To determine the risk factors predicting upper urinary tract (UUT) damage using a grading system for upper urinary tract dilation (UUTD) and a descriptive system for all urinary tract dysfunction (AUTD) in patients with myelodysplasia.
Six hundred thirty-seven patients with myelodysplasia were evaluated at our center from January 2008 to November 2019. Clinical data, ultrasonography, magnetic resonance urography (MRU), and video-urodynamics (VUDS) parameters were collected. Univariate and multivariate analyses were used to determine the risk factors predicting UUT damage.
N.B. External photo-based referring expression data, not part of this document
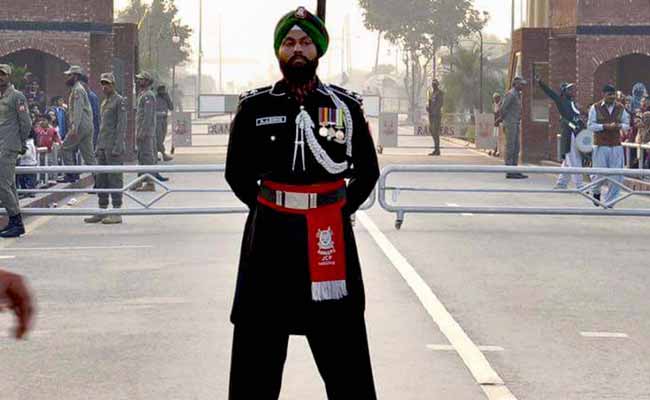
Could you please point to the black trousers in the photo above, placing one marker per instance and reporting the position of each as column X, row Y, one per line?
column 435, row 125
column 339, row 347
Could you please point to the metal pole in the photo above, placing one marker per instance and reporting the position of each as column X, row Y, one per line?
column 220, row 54
column 174, row 85
column 198, row 85
column 513, row 17
column 322, row 8
column 481, row 75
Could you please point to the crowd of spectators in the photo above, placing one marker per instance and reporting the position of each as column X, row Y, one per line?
column 637, row 105
column 49, row 128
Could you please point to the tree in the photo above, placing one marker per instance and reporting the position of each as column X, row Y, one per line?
column 461, row 83
column 421, row 28
column 157, row 25
column 17, row 77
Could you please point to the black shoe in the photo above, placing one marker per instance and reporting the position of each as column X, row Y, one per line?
column 68, row 178
column 597, row 197
column 161, row 178
column 516, row 175
column 14, row 228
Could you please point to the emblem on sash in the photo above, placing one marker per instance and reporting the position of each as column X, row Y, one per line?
column 332, row 126
column 326, row 246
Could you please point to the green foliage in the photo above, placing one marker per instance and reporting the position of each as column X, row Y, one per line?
column 17, row 76
column 421, row 28
column 158, row 23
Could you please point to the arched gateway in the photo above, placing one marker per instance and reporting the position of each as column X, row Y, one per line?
column 47, row 36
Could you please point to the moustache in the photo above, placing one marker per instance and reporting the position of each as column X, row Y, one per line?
column 298, row 57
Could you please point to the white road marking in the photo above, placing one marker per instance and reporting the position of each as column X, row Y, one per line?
column 463, row 214
column 473, row 358
column 80, row 248
column 604, row 334
column 448, row 347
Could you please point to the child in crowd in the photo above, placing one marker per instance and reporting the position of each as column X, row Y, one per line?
column 46, row 134
column 29, row 159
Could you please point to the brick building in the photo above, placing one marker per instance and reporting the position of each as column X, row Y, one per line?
column 589, row 42
column 48, row 36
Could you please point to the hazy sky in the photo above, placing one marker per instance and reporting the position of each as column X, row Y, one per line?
column 248, row 34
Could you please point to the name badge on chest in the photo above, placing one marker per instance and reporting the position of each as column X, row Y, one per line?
column 331, row 124
column 271, row 121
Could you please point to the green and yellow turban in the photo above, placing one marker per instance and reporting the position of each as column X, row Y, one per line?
column 308, row 22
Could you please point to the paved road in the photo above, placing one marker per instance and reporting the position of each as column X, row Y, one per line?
column 556, row 307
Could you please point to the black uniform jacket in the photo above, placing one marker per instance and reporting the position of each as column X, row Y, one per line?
column 273, row 283
column 569, row 114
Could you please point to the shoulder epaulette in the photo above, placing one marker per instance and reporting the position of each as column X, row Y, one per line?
column 348, row 93
column 255, row 92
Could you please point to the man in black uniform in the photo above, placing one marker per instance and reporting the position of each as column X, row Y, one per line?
column 299, row 271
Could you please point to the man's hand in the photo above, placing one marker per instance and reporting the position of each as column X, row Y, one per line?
column 117, row 151
column 15, row 296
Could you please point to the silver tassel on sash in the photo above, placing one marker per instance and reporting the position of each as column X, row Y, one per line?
column 303, row 122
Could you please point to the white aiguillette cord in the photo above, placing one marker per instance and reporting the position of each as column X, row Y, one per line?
column 303, row 122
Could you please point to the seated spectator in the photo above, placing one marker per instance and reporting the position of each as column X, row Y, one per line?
column 46, row 135
column 29, row 159
column 643, row 137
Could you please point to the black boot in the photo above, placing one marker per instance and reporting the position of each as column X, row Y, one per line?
column 14, row 228
column 161, row 178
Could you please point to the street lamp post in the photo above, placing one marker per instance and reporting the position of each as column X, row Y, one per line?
column 176, row 40
column 322, row 7
column 480, row 91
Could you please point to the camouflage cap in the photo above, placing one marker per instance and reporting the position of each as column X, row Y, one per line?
column 107, row 77
column 144, row 75
column 5, row 68
column 74, row 69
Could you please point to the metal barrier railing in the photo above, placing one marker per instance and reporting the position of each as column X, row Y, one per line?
column 641, row 150
column 147, row 207
column 603, row 176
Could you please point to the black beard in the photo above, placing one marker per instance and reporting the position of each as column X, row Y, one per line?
column 299, row 75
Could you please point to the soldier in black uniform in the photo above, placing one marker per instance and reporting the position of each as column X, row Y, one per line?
column 292, row 145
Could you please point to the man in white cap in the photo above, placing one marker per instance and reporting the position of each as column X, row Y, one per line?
column 80, row 132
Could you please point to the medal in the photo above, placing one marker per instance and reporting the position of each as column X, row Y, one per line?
column 322, row 131
column 340, row 134
column 331, row 133
column 323, row 121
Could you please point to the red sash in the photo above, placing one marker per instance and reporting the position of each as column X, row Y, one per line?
column 326, row 245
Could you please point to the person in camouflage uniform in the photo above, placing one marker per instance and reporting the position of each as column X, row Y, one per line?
column 15, row 125
column 110, row 147
column 145, row 126
column 80, row 132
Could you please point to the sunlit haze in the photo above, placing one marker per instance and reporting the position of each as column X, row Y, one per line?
column 248, row 57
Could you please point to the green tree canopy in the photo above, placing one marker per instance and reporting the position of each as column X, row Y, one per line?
column 421, row 28
column 158, row 23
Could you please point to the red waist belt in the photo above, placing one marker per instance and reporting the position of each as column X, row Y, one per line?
column 321, row 204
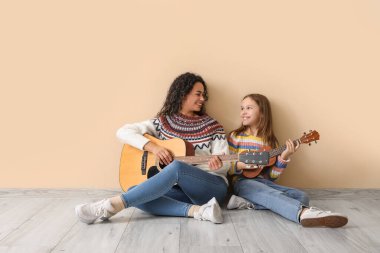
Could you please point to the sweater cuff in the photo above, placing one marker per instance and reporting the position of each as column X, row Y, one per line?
column 282, row 160
column 238, row 172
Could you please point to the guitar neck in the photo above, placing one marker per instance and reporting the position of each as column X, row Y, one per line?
column 279, row 150
column 205, row 159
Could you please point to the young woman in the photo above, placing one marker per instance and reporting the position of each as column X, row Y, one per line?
column 180, row 189
column 261, row 192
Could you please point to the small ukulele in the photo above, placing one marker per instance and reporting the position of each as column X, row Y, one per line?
column 273, row 153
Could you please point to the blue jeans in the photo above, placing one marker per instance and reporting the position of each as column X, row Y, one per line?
column 265, row 194
column 175, row 189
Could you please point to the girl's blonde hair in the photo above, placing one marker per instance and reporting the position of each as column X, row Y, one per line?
column 265, row 127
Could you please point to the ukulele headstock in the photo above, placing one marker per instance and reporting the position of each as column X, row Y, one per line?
column 307, row 138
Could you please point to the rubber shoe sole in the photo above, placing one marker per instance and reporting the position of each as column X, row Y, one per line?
column 333, row 221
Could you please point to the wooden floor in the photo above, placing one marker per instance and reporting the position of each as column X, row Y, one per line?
column 44, row 221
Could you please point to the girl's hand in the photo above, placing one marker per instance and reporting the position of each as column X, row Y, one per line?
column 215, row 163
column 290, row 149
column 164, row 155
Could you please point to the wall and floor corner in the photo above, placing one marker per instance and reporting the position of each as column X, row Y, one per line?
column 72, row 72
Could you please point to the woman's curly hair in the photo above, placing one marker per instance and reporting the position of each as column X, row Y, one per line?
column 177, row 92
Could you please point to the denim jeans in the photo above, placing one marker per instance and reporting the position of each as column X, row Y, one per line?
column 265, row 194
column 175, row 189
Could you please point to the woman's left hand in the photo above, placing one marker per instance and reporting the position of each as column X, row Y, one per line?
column 290, row 149
column 215, row 163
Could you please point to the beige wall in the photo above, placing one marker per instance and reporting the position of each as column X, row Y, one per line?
column 72, row 72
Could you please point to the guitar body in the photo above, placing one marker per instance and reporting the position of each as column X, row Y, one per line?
column 251, row 173
column 133, row 162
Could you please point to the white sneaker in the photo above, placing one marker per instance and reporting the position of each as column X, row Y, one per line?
column 314, row 217
column 90, row 212
column 210, row 211
column 237, row 202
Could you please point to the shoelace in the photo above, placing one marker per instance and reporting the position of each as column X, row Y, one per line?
column 99, row 211
column 315, row 209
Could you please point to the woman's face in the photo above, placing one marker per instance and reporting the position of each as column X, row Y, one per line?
column 250, row 112
column 193, row 101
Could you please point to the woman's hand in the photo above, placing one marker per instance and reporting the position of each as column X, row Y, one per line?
column 215, row 163
column 164, row 155
column 290, row 149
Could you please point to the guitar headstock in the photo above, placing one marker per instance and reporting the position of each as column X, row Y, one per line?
column 309, row 137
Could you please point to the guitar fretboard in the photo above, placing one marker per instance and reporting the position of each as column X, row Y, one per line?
column 279, row 150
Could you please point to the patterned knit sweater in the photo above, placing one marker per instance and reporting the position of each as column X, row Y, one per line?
column 205, row 133
column 243, row 142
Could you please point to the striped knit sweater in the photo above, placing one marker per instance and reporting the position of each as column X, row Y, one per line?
column 205, row 133
column 243, row 142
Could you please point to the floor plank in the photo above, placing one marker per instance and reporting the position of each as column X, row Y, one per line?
column 43, row 220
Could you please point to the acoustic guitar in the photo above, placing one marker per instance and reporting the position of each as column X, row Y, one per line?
column 306, row 138
column 136, row 165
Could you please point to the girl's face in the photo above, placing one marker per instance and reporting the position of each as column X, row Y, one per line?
column 193, row 101
column 250, row 112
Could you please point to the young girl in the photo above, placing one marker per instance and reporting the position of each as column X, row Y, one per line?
column 180, row 189
column 261, row 192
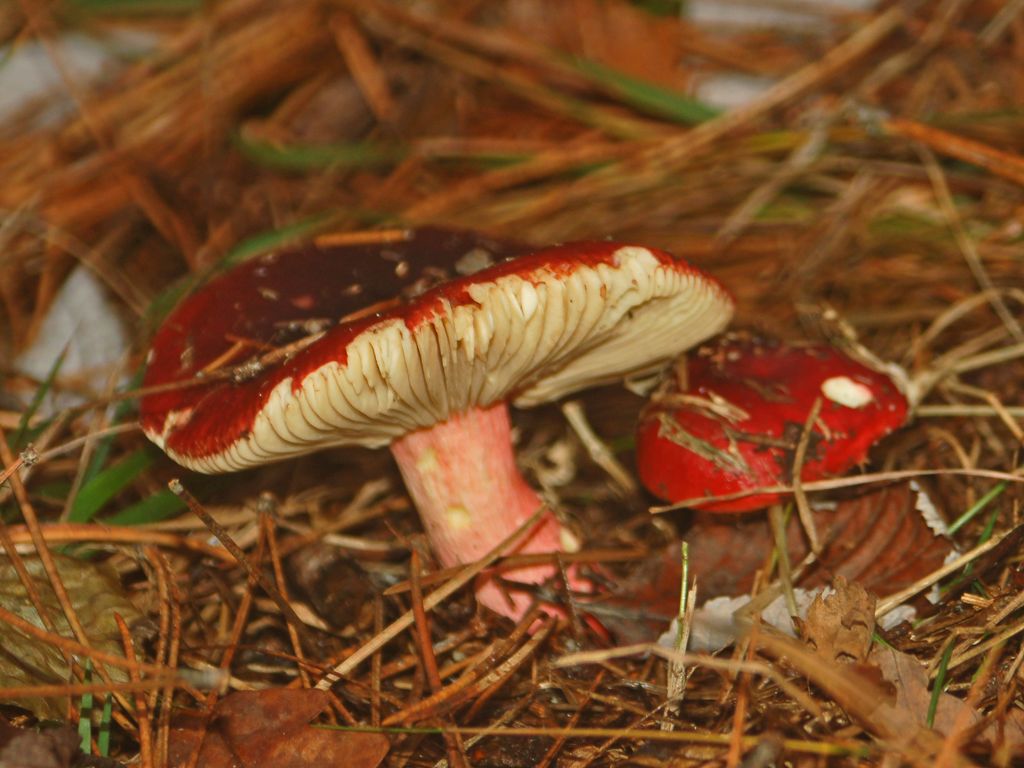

Three hundred eighty-three males and 254 females were included. The average course of lower urinary tract symptoms (LUTS) was 14.08±7.07 years (range, 3-31 years). The urodynamic diagnoses of all patients were as follows: detrusor overactivity (DO), 26.8%; detrusor underactivity (DU), 6.44%; and acontractile detrusor (AcD), 66.72%%. UUT damage was determined in 66.56% of the patients. Of the patients, 28.73 % had vesicoureteral reflux (VUR) during filling (bilateral, n=50; unilateral, n=133) on fluoroscopy during VUDS testing. Two hundred thirty-four patients had UUTD (bilateral, n=203; unilateral, n=31). The occurrence of hydronephrosis based on ultrasonography was closely related to ipsilateral VUR (P<0.05). Absent of bladder sensation, long-term course of LUTS, decreased maximum cystometric capacity (MCC) and bladder compliance (BC), and increased post-void residual urine (PVR) were shown to be independent risk factors in logistic regression analysis.
This retrospective study using UUTD and AUTD systems indicated that patients with myelodysplasia have a high incidence of UUT damage. Absence of bladder sensation, long-term course of LUTS, decreased MCC and BC, and increased PVR were independent risk factors predicting UUT damage.